This past March, GAiN’s DART (Disaster Assistance Response Team) visited Turkey to help provide housing, including tents and tiny houses, to those who had lost their homes in the devastating earthquake that occurred in early February. One of the team members named Mitch shared about an encounter she had with a family whose home was completely destroyed:
Tulay is 32 years old and a mother of three gregarious boys. We met the family and a lot of other people because we were about to set up a tent. When we arrived, the boys (aged 9, 10 and 11) were in the middle of an intense football match with questionable rules. Since we had to wait for our work materials to arrive, we joined them.
For a moment, the world seemed like a less devastating place as we were running around in the sun, giggling and laughing every time one of the little boys lost his shoe in the dirt.
“I want to team up with you,” one of them said to me through a translator app and immediately his little cousin jumped in and said he wanted to be part of the team too. So we continued kicking a flat ball into a non-existent goal, losing shoes and running into each other.
When we eventually sat down and shared some freshly baked bread, the family and I started talking. “I was all alone with the kids on the night of the earthquake,” Tulay shared. “Our house got destroyed completely and now we are staying in this tent together with our neighbors.”
When I asked one of the boys where he went to school, he told me that the building was destroyed so there is no school for him to attend right now. I asked him if he liked going to school and he simply stated: “Medium.”
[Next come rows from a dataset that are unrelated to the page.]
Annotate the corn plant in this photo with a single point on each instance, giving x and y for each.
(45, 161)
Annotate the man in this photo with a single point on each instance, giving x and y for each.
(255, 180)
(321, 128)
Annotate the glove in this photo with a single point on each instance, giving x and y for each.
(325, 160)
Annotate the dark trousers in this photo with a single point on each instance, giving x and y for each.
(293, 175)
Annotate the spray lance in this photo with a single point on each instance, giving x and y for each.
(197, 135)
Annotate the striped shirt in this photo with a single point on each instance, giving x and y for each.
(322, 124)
This somehow made me laugh because he was exactly like a 10-year-old boy was supposed to be: playing football and not liking school too much. At the same time, it made me sad to see how drastically the lives of these little boys have changed, and the fact that there was nothing I could do about it.
We sat there for a while, chatting through a translator app and sharing bread with their 7-year-old cousin who would only take a bite if I had one first. My poor Turkish made them laugh. In this small moment of peace and contentment, I hoped they could forget what they had been through — even if it was only for a second.